As ações tiveram como alvo a Agência Nacional de Deficiência (ANDIS) e a farmácia Suizo Argentina, conforme determinação do juiz federal Sebastián Casanello, a pedido do procurador Franco Picardi.

As investigações começaram após o vazamento de áudios atribuídos a Diego Spagnuolo, ex-diretor da ANDIS, que foi afastado do cargo nessa quinta-feira (21/8). Nas gravações, ele relata um suposto esquema de cobrança de propinas envolvendo aliados do presidente argentino.

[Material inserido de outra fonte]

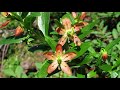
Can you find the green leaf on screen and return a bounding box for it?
[110,71,118,78]
[62,12,75,24]
[105,37,120,51]
[99,64,112,72]
[112,29,118,39]
[45,36,57,51]
[21,73,28,78]
[38,12,50,36]
[78,54,93,65]
[15,66,23,78]
[76,42,91,58]
[87,70,96,78]
[0,37,26,45]
[35,62,42,69]
[37,60,50,78]
[77,74,85,78]
[3,68,16,77]
[11,12,23,22]
[112,59,120,69]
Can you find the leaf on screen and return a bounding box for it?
[15,66,23,78]
[11,12,23,22]
[117,22,120,33]
[37,60,50,78]
[45,36,57,51]
[110,71,118,78]
[21,73,28,78]
[38,12,50,36]
[3,68,16,77]
[87,70,96,78]
[0,37,27,45]
[77,74,85,78]
[21,12,29,19]
[105,37,120,51]
[112,29,118,39]
[99,64,112,72]
[76,42,91,58]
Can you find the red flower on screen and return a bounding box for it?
[44,44,76,75]
[56,18,81,46]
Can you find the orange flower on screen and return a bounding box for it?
[56,18,81,46]
[44,44,76,75]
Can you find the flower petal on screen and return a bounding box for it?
[62,18,71,30]
[0,20,10,28]
[62,52,76,61]
[72,12,77,18]
[73,35,81,46]
[60,62,72,75]
[58,36,67,46]
[43,52,56,60]
[56,27,65,35]
[80,12,86,20]
[47,61,58,74]
[56,44,62,56]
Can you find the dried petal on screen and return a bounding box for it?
[47,61,58,74]
[62,18,71,30]
[58,36,67,46]
[73,35,81,46]
[56,27,65,35]
[63,52,76,61]
[72,12,77,18]
[44,52,56,60]
[56,44,62,56]
[80,12,86,20]
[60,62,72,75]
[0,20,10,28]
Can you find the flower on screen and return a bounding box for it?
[44,44,76,75]
[56,18,81,46]
[0,20,10,28]
[15,26,24,36]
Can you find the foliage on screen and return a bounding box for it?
[0,12,120,78]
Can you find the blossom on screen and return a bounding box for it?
[44,44,76,75]
[56,18,81,46]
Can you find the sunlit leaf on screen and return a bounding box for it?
[99,64,112,72]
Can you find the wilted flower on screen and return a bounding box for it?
[44,44,76,75]
[56,18,81,46]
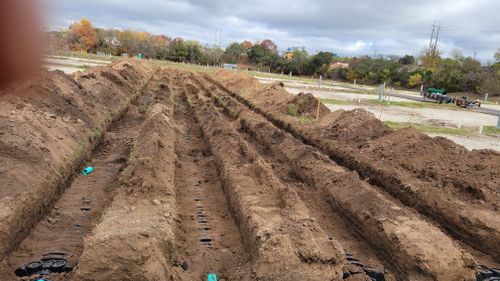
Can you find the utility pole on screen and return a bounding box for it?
[214,27,222,48]
[426,21,442,68]
[212,27,222,67]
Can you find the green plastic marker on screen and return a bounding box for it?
[82,166,94,175]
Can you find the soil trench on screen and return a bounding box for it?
[205,71,500,265]
[0,73,157,281]
[174,86,251,280]
[234,115,397,280]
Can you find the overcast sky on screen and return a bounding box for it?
[43,0,500,62]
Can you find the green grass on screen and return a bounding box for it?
[384,121,479,136]
[483,126,500,136]
[49,50,115,61]
[287,103,299,116]
[365,100,461,109]
[321,98,461,109]
[320,98,356,105]
[297,116,315,124]
[145,60,216,73]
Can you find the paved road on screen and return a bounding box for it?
[389,92,500,116]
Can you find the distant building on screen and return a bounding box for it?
[223,63,238,70]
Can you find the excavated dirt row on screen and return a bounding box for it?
[192,74,475,280]
[0,69,168,280]
[0,60,151,259]
[172,73,251,281]
[183,77,344,280]
[71,71,177,280]
[206,72,500,261]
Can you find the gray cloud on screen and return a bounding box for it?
[45,0,500,61]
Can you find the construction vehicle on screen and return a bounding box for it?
[420,88,481,108]
[421,88,453,103]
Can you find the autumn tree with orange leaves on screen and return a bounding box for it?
[68,18,98,52]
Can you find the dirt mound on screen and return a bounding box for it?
[0,60,151,257]
[363,127,500,202]
[312,108,392,146]
[73,99,178,281]
[284,93,330,117]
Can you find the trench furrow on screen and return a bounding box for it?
[188,74,475,280]
[200,73,500,262]
[0,71,166,280]
[174,77,251,281]
[184,79,352,280]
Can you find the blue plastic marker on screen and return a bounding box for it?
[82,166,94,175]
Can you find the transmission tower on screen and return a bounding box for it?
[214,28,222,48]
[426,22,442,68]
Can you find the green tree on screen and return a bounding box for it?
[408,73,422,87]
[224,42,245,63]
[69,18,98,52]
[306,52,333,75]
[399,55,415,65]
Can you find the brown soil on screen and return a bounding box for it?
[283,93,330,117]
[192,73,474,280]
[0,60,151,262]
[209,70,500,274]
[0,63,500,281]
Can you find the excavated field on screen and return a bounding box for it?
[0,59,500,281]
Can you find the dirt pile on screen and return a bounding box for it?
[314,108,392,147]
[74,92,177,280]
[362,127,500,202]
[189,78,344,280]
[209,69,500,266]
[0,60,151,258]
[284,93,330,118]
[212,71,392,142]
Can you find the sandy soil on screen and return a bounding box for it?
[209,69,500,278]
[0,59,500,281]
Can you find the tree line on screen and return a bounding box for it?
[49,19,500,96]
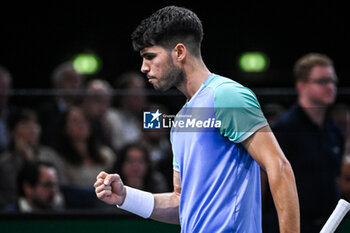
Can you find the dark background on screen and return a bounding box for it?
[0,1,350,89]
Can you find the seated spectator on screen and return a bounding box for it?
[114,143,170,193]
[54,107,116,187]
[0,109,57,207]
[81,79,114,147]
[338,155,350,202]
[39,62,82,146]
[7,162,63,213]
[108,72,147,150]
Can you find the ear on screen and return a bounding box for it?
[23,182,33,196]
[174,43,187,61]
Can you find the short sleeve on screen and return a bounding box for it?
[214,83,268,143]
[173,156,180,172]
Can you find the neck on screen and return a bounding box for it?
[177,59,210,100]
[299,98,327,127]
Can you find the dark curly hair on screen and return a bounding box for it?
[131,6,203,57]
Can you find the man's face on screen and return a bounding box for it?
[140,46,184,91]
[31,166,58,209]
[303,66,337,107]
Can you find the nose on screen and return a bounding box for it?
[141,59,150,73]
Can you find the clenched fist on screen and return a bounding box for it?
[94,172,126,205]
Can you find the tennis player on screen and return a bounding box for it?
[94,6,299,233]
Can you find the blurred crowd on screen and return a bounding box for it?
[0,54,350,232]
[0,62,172,212]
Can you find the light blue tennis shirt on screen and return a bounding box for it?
[170,74,267,233]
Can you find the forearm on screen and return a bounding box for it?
[151,192,180,224]
[267,161,300,233]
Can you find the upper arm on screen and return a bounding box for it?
[214,83,267,143]
[242,126,289,172]
[173,170,181,196]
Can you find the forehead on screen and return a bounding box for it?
[309,66,336,78]
[140,45,166,57]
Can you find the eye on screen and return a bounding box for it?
[142,53,156,60]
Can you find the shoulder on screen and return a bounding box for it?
[209,77,260,108]
[272,105,302,131]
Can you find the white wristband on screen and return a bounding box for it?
[117,186,154,218]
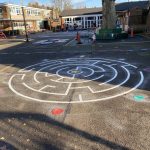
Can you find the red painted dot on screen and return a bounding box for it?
[51,108,64,115]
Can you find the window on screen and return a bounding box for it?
[16,8,21,15]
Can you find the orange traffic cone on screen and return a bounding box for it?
[131,28,134,37]
[77,32,82,44]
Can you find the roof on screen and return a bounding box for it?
[61,7,102,17]
[116,1,150,11]
[0,3,51,11]
[61,1,150,17]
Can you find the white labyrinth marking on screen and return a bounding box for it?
[8,71,144,104]
[39,85,56,91]
[99,64,118,85]
[34,64,62,83]
[22,82,71,95]
[51,75,104,83]
[0,65,13,72]
[8,58,144,104]
[88,66,130,93]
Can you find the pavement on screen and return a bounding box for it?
[0,32,150,150]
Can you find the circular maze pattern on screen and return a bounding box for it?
[9,58,144,103]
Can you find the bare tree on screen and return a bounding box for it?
[102,0,116,29]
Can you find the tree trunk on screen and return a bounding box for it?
[102,0,116,29]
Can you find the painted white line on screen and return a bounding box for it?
[39,85,56,91]
[51,75,104,83]
[34,63,62,83]
[99,64,118,85]
[8,58,144,104]
[8,71,144,104]
[22,82,70,96]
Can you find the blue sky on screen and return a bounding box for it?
[0,0,142,7]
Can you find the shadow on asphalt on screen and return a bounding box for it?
[0,112,128,150]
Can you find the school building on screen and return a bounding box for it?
[60,1,150,31]
[0,3,52,31]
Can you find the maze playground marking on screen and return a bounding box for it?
[8,58,144,103]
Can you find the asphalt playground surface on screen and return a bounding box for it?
[0,32,150,150]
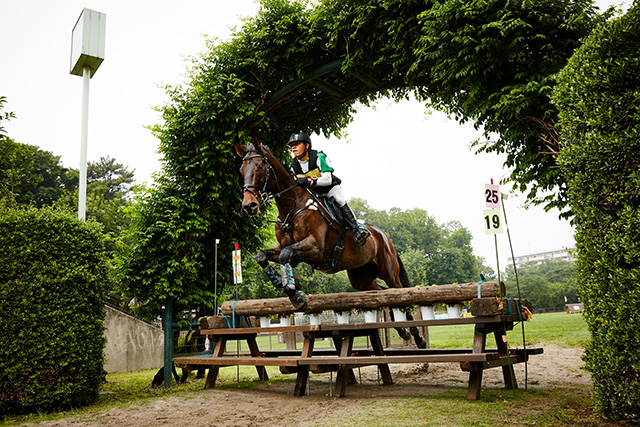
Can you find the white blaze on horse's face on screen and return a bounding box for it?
[240,153,269,216]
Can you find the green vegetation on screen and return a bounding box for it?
[554,2,640,419]
[0,206,107,416]
[120,0,604,315]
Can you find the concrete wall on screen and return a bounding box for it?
[104,306,164,373]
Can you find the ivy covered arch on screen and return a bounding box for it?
[120,0,605,314]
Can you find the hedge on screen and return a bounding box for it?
[554,2,640,419]
[0,207,107,416]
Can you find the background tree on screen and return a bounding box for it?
[87,156,135,200]
[349,199,482,285]
[115,0,604,362]
[554,1,640,419]
[504,260,579,309]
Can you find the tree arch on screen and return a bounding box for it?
[121,0,604,318]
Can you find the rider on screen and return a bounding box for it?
[289,132,371,245]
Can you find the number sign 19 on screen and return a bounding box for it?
[484,184,500,209]
[484,209,502,234]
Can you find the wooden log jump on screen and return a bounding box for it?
[220,282,505,316]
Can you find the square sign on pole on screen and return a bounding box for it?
[69,8,107,77]
[484,184,500,209]
[484,209,502,234]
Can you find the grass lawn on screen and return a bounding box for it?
[0,313,597,427]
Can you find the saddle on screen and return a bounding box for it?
[310,195,347,273]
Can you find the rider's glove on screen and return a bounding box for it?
[296,177,314,187]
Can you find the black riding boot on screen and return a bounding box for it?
[339,203,371,245]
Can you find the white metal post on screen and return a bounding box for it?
[78,67,91,221]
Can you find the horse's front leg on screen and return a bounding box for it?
[278,236,321,311]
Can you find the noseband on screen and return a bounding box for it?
[242,154,271,205]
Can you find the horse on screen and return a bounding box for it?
[235,141,426,348]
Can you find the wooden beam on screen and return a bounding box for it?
[221,282,504,316]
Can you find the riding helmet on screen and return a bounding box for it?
[288,132,311,148]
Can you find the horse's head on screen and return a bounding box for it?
[235,142,273,216]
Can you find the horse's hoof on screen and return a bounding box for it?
[289,291,308,311]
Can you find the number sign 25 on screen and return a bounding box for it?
[484,184,500,209]
[484,209,502,234]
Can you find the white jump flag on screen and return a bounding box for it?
[231,243,242,285]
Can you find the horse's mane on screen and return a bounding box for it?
[246,142,276,157]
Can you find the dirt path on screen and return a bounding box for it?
[17,346,590,427]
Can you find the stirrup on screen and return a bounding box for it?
[353,225,371,246]
[262,265,282,288]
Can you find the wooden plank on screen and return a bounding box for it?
[173,356,300,367]
[298,353,500,366]
[200,314,519,339]
[200,325,320,339]
[460,354,529,372]
[221,282,504,316]
[260,347,544,357]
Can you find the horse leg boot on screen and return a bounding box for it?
[280,263,307,311]
[338,203,371,246]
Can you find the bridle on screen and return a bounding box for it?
[242,152,339,238]
[242,153,298,206]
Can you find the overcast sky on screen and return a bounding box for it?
[0,0,631,270]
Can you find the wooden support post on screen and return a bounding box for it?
[204,336,227,388]
[293,334,316,396]
[247,334,269,381]
[370,329,393,384]
[467,325,487,400]
[335,333,355,397]
[493,331,518,390]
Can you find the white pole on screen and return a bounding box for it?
[78,67,91,221]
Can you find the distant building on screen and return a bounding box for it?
[508,249,573,267]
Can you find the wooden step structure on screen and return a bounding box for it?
[174,294,543,399]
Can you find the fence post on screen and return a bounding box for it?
[163,297,173,387]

Javier e a irmã, Karina Milei

A Agência Nacional de Deficiência é um órgão do governo argentino responsável por coordenar e implementar políticas públicas voltadas às pessoas com deficiência.

Operação

As buscas foram realizadas na sede da ANDIS, na farmácia Suizo Argentina e em residências de envolvidos, entre elas a do empresário Emmanuel Kovalivker, proprietário da farmacêutica. De acordo com fontes ouvidas pelo jornal Clarín, foram apreendidos quase US$ 200 mil, além de computadores, documentos de compras e contratos.

Os policiais também confiscaram uma “grande quantia de dólares em envelopes” dentro de um veículo usado por Kovalivker.

Por enquanto, não há mandados de prisão expedidos. A prioridade do Ministério Público é reunir documentos, registros de licitações, contratos e dispositivos eletrônicos para análise. As provas coletadas devem indicar se havia um sistema estruturado de cobrança de propinas que beneficiaria membros do alto escalão do governo argentino.

Até o momento, a Casa Rosada não comentou o caso.

Envolvidos e denúncia

A denúncia foi apresentada pelo advogado Gregorio Dalbón, representante da ex-presidente Cristina Kirchner.

Além de Karina Milei, também foram citados no processo o próprio presidente Javier Milei, o funcionário da Secretaria-Geral Eduardo “Lule” Menem, Spagnuolo e Kovalivker.

O Ministério Público suspeita que os acusados possam ter participado de um esquema de cobrança de propina em contratos de aquisição e fornecimento de medicamentos.

Os crimes investigados incluem corrupção passiva, administração fraudulenta, associação ilícita e violação à Lei de Ética Pública.

O conteúdo dos áudios

Nos áudios atribuídos a Spagnuolo, ele afirma que fornecedores de medicamentos eram obrigados a pagar 8% sobre os contratos, sendo parte do valor repassado à Presidência.

Em um dos trechos, o ex-diretor cita que Karina Milei receberia 3% e que 1% ficaria destinado à “operação”.

Spagnuolo também disse que teria informado o próprio presidente sobre a situação para tentar interromper o esquema, alegando que não fazia parte da rede de corrupção.

“Tenho todas as mensagens de WhatsApp de Karina”, afirmou em uma das gravações, acrescentando que Milei não estaria diretamente envolvido, mas pessoas próximas a ele, sim.